You’ve also already seen another pattern that appears in Design Patterns: the iterator. This is the fundamental tool used in the design of the STL, described earlier in this book. The iterator hides the particular implementation of the container as you’re stepping through and selecting the elements one by one. Iterators allow you to write generic code that performs an operation on all the elements in a range without regard to the container that holds the range. Thus, your generic code can be used with any container that can produce iterators.
The Singleton
Possibly the simplest design pattern is the Singleton, which is a way to provide one and only one instance of a class. For example, if a class controls a Singleton resource, you only want to allow one instance of that class. The following program shows how to implement a Singleton object in C++:
//: C10:SingletonPattern.cpp
#include <iostream>
using namespace std;
class Singleton {
static Singleton s;
int i;
Singleton(int x) : i(x) { }
Singleton& operator=(Singleton&); // Disallowed
Singleton(const Singleton&); // Disallowed
public:
static Singleton& instance() {
return s;
}
int getValue() { return i; }
void setValue(int x) { i = x; }
};
Singleton Singleton::s(47);
int main() {
Singleton& s = Singleton::instance();
cout << s.getValue() << endl;
Singleton& s2 = Singleton::instance();
s2.setValue(9);
cout << s.getValue() << endl;
} ///:~
The key to creating a Singleton is to prevent the client programmer from having any control over the lifetime of the object. To do this, declare all constructors private, and prevent the compiler from implicitly generating any constructors. Note that the copy constructor and assignment operator are declared private to prevent any sort of copies being made.

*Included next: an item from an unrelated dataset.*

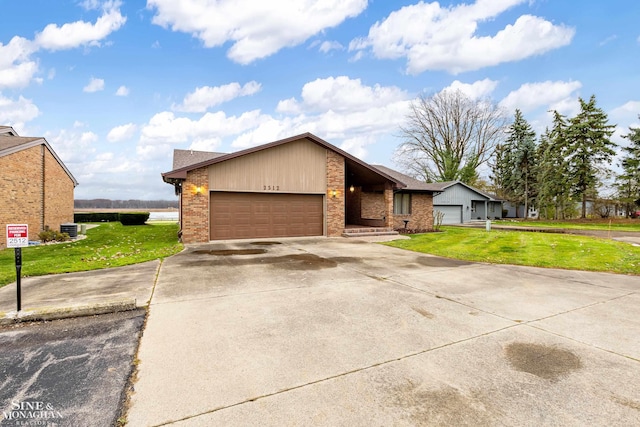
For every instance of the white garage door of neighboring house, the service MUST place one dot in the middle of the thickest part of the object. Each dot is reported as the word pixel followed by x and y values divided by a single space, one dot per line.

You must also decide how you’re going to create the object. Here, it’s created statically, but you can also wait until the client programmer asks for one and create it on demand. This is called lazy initialization, and it only makes sense if your object is expensive to create and if it might not always be needed.
If you return a pointer instead of a reference, the user could inadvertently delete the pointer, so the implementation above is considered safest. In any case, the object should be stored privately.
You provide access through public member functions. Here, instance( ) produces a reference to the Singleton object. The rest of the interface (getValue( ) and setValue( )) is the regular class interface.
Note that you aren’t restricted to creating only one object. This technique easily supports the creation of a limited pool of objects. In that situation, however, you can be confronted with the problem of sharing objects in the pool. If this is an issue, you can create a solution involving a check-out and check-in of the shared objects.
Variations on Singleton
Any static member object inside a class is an expression of Singleton: one and only one will be made. So in a sense, the language has direct support for the idea; we certainly use it on a regular basis. However, a problem is associated with static objects (member or not), and that’s the order of initialization, as described in Volume 1 of this book. If one static object depends on another, it’s important that the objects are initialized in the correct order.
116
Also known as the “Gang of Four” book (GoF). Conveniently, the examples are in C++.